Table 1.
Referenced | [9] | [6] | [11] | [12] | [3] | [10] | [13] | Oursa) |
---|---|---|---|---|---|---|---|---|
Assay type | EID | RID | RID | RID | ELISA | ELISA | ELISA | ELISA |
Avg. Healthy C1q (µg/ml) | 276±25 | N/A | 129±29 | N/A | N/A | 127±37 | 56±15 | 113±40 |
Avg. SLE C1q (µg/ml) | N/A | 145±52 | N/A | N/A | N/A | N/A | 38±13 | N/A |
Throughput and up-scaling | Low | Low | Low | Low | High | High | High | High |
Cost per sample | High | High | High | High | Low | Low | Low | Low |
Precision | Low | Low | Low | Low | Med | Med | Med | Med |
Time (days) | 1 | 2–3 | 2–3 | 3 | 2 | 2 | 2 | 1–3 |
Sample amount used | Med | Med | High | Med | Low | Low | Low | Low |
Reproducible | N/A | N/A | N/A | N/A | No | No | No | Yes |
Table compares seven published C1q assays with our assay.

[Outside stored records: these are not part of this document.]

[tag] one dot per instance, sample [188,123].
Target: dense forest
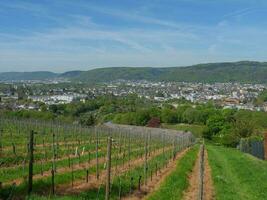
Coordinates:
[244,72]
[222,126]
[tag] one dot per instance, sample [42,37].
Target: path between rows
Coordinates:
[192,192]
[157,180]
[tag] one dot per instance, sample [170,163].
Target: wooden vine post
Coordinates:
[97,167]
[30,162]
[108,168]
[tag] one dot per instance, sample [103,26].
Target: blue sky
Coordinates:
[62,35]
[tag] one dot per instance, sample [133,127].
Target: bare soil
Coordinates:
[81,185]
[157,180]
[193,190]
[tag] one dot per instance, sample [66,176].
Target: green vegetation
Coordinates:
[174,185]
[245,71]
[262,98]
[197,130]
[223,126]
[237,175]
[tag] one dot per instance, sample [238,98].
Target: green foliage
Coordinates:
[261,98]
[237,175]
[177,182]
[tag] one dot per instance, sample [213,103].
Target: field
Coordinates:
[237,175]
[71,160]
[197,130]
[123,162]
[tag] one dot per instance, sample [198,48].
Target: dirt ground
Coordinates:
[193,190]
[81,185]
[156,181]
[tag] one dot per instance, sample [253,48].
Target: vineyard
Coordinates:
[44,159]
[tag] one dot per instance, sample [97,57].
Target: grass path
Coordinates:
[237,175]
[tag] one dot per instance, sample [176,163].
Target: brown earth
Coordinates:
[157,180]
[81,185]
[62,170]
[192,191]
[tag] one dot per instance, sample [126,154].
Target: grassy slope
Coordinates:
[177,182]
[195,129]
[237,175]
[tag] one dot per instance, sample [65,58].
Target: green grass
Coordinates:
[237,175]
[197,130]
[174,185]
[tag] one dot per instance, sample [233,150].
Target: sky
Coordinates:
[64,35]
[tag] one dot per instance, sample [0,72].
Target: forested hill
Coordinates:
[245,72]
[21,76]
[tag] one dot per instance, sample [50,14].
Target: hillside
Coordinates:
[18,76]
[244,71]
[247,72]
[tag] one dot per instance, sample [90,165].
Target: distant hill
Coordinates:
[244,71]
[19,76]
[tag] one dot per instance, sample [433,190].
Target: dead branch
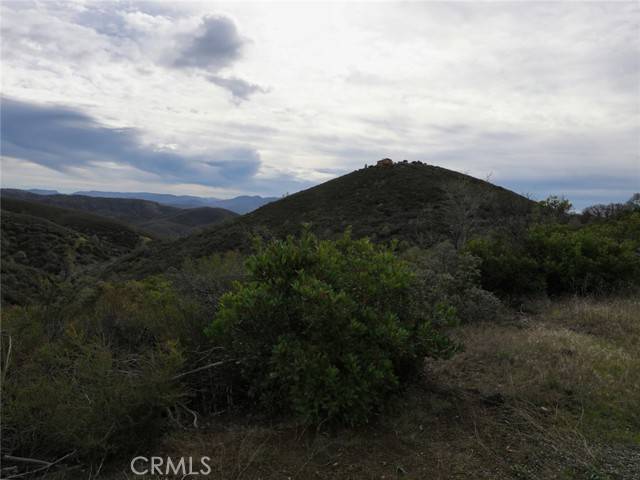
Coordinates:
[45,467]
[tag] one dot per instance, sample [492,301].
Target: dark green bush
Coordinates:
[560,258]
[67,391]
[325,328]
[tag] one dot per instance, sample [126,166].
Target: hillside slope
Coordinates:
[410,202]
[152,217]
[43,245]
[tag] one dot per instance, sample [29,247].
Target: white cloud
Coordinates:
[522,90]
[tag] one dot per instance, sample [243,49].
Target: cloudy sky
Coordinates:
[266,98]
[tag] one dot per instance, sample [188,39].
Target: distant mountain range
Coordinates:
[158,220]
[413,203]
[242,204]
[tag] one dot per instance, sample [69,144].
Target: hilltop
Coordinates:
[414,203]
[154,218]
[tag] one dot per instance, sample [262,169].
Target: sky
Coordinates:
[222,99]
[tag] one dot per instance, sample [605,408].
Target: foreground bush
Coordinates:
[448,285]
[325,329]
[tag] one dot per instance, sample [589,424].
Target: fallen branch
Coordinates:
[35,461]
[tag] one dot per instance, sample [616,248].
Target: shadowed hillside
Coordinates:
[43,245]
[411,202]
[152,217]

The assays from [6, 9, 11, 12] use immunodiffusion which tends to have low throughput, resolution, and precision. The three ELISA assays [3, 10, 13] were not reproducible with our described components (refer to section 3.2, figure 3, and figure 4). Our assay is best suited for large numbers of sample, short assay times, and reproducibility.